Und in einer Stadt wie Hamburg, die allerdings eine durchaus respektable Theaterförderung leistet (Spielzeit 2012/2013: Hamburgische Staatsoper rund 47 Mio. €, DSH rund 21 Mio. €, Thalia Theater rund 19 Mio. €, Kampnagel (inkl. Tanzplan) rund 4,8 Mio. €) , muss man sich schon mal anhören: „Na ja, Frau Kisseler, das St.-Pauli-Theater (oder jedes andere Privattheater) haben auch ein volles Haus, ohne dass wir so viel öffentliches Geld wie bei Thalia, DSH oder der Staatsoper ausgeben!" Und da, glaube ich, ist es an der Zeit, dass - gerade durch die Fachpolitik - einmal unmissverständlich deutlich gemacht wird, worin der unverzichtbare Wert von Theater für unsere Gesellschaft besteht und weshalb ihre vermeintliche schöne Nutzlosigkeit tiefen Sinn in sich trägt.
Meine Damen und Herren,
es ist zehn Jahre her, dass der Bühnenverein dieses schöne kleine Büchlein „Muss Theater sein?" herausgegeben hat. Es gibt Augenblicke - wenn man z.B. aus einer Haushaltsausschuss-Sitzung kommt und wie nie zuvor die Notwendigkeit kultureller Bildung bestätigt sah - da tut ein Blick in dieses kleine Heft gut. Weil sich darin eine Haltung abbildet, die immer noch gültig ist und die sich in geradezu anrührender Form zuletzt in „Theater heute" (ja, ja, unser aller Leib- und Magenblatt) in der Neujahrs-ansprache von Susanne Schulz, Intendantin des kleinsten deutschen Stadttheaters, Naumburg, wiederfand.

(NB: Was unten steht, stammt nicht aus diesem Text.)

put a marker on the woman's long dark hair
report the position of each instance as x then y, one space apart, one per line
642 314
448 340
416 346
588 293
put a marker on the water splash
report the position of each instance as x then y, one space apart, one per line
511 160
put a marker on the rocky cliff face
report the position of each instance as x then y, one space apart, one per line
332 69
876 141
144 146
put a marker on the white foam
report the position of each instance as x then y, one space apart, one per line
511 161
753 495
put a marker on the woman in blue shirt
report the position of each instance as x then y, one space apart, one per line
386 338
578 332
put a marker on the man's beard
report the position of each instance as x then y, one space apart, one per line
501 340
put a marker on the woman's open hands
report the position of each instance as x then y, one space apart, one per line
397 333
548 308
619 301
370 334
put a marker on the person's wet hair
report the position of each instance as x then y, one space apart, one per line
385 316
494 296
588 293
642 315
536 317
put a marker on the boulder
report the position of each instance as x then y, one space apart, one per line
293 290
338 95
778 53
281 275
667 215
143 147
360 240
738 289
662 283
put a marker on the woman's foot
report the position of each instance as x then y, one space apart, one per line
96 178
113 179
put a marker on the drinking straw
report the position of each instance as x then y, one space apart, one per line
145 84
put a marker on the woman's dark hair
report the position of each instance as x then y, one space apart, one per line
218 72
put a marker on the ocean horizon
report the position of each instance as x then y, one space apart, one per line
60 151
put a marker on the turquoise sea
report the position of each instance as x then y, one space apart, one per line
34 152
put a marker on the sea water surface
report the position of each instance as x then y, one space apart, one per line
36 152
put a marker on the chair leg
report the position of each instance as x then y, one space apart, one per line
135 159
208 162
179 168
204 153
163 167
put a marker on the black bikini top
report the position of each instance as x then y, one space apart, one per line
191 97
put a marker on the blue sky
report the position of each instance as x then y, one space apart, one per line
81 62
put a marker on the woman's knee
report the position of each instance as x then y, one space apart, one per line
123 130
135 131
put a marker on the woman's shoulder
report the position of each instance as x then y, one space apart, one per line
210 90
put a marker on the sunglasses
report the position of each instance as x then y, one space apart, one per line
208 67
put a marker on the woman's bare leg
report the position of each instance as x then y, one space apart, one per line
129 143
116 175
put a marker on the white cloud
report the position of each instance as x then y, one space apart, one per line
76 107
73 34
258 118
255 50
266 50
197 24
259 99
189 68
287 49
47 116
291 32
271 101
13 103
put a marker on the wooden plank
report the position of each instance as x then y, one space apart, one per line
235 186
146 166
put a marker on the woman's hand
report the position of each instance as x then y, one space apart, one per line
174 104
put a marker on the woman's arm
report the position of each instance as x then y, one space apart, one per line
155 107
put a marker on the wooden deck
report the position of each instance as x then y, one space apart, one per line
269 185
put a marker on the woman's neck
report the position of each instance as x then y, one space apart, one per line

Die davon sprach, dass wir ein Theater liebendes, die Kultur schätzendes Gemeinwesen brauchen, das „die persönliche Einsatzbereitschaft der Theater für die Bildung seiner Landeskinder begrüßt". Was wir nicht brauchen, ist eine Vereinigung der „Kleinmütigen, der Krämer und Buchhalter." Kunst, meine Damen und Herren, muss nichts können, aber weil sie nichts muss, kann sie auch was - so nochmal Holger Noltze. Und wenn sie sich mit Bildung zusammentut, bin ich sicher, kann sie noch mehr. Ich glaube allerdings, es gibt noch viel zu tun für uns alle für die notwendige kultur- und bildungspolitische konzertierte Aktion. Oder, im Sinne von Walter Benjamin: „Es ist von jeher eine der wichtigsten Aufgaben der Kunst gewesen, eine Nachfrage zu erzeugen, für deren volle Befriedigung die Stunde noch nicht gekommen ist."